好きな彼女が出来たら、彼女の気を引くために贅沢な物が必要になるし、みんなのために働くよりも彼女のために働くようになるのではないでしょうか。異性の気を引くというのは生物としての本能の問題で、人間性の改造によって克服できるような簡単なことではないでしょう。
マルクスは、「共産主義社会になったら、労働することが生きがいになり、幸せになれる」と言いました。しかし、なぜ働くことが生きがいになるのか、納得のいく説明を彼はすることができませんでした。
「人間疎外」とか「弁証法」などという哲学用語を使って説明しようとしたのですが、事実に基づいた科学的なものではなく、単に頭の中でこれらの言葉を並べていただけです。
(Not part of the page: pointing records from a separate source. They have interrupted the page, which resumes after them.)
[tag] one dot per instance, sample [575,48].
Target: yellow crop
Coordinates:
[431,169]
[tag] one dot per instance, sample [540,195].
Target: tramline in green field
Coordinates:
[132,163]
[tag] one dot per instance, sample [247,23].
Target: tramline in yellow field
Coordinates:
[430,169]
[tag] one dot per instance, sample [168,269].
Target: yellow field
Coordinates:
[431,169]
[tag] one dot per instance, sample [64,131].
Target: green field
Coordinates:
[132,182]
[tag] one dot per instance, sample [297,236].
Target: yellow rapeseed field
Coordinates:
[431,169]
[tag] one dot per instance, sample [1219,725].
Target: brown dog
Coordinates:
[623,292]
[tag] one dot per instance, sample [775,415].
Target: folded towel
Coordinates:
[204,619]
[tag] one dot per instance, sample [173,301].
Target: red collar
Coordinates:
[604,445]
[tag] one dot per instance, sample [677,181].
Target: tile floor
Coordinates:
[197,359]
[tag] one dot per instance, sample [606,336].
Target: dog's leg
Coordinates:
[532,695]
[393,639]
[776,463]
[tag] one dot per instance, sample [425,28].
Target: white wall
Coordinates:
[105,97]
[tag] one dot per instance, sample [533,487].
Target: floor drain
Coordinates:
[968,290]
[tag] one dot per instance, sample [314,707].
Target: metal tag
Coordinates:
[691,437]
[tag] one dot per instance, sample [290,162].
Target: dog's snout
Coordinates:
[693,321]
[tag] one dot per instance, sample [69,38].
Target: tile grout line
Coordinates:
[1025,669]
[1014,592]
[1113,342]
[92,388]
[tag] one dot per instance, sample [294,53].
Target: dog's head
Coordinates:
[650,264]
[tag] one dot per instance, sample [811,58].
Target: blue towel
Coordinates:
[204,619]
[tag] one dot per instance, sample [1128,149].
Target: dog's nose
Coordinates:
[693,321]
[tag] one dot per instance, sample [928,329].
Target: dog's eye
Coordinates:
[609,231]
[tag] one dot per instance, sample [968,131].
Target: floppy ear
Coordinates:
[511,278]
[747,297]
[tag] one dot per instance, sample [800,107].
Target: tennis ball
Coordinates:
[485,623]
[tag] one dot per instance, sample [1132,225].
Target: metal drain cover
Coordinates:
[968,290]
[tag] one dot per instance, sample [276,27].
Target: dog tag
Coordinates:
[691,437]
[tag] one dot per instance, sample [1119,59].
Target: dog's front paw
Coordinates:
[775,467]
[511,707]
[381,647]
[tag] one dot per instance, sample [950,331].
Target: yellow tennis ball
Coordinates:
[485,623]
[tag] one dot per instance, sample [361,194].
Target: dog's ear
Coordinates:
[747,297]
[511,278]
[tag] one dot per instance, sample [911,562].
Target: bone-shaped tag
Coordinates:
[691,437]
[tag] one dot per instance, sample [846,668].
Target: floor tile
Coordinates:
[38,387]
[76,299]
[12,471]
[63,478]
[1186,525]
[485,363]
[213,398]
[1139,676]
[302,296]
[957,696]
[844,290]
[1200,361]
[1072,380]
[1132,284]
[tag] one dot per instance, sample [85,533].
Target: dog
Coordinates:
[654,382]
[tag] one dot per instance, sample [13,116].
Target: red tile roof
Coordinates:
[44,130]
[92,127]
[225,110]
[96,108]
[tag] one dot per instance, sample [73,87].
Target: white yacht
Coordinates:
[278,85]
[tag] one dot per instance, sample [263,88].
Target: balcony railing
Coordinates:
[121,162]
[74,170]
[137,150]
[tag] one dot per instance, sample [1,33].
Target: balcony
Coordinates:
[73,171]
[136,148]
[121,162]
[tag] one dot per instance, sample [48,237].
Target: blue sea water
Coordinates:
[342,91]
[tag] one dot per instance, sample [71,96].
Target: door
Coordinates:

いくら社会体制が変わったからといって、仕事の本質は同じはずです。仕事を一生懸命にやれば、面白くなってきます。それと同時に緊張が続き、疲れてきます。私は昔から、マルクスの言葉にどうにも納得できませんでした。
事実、ソ連時代のロシア人が働き者だったという話は聞かないし、今の支那人(支那は建前上は共産主義国家です)が自分たちの生活に満足した幸せいっぱいの人たちだ、などと言っても笑われるだけです。
共産主義のキャッチフレーズである、「能力に応じて働き、必要に応じて受け取る」というのは、どう考えても実現が不可能です。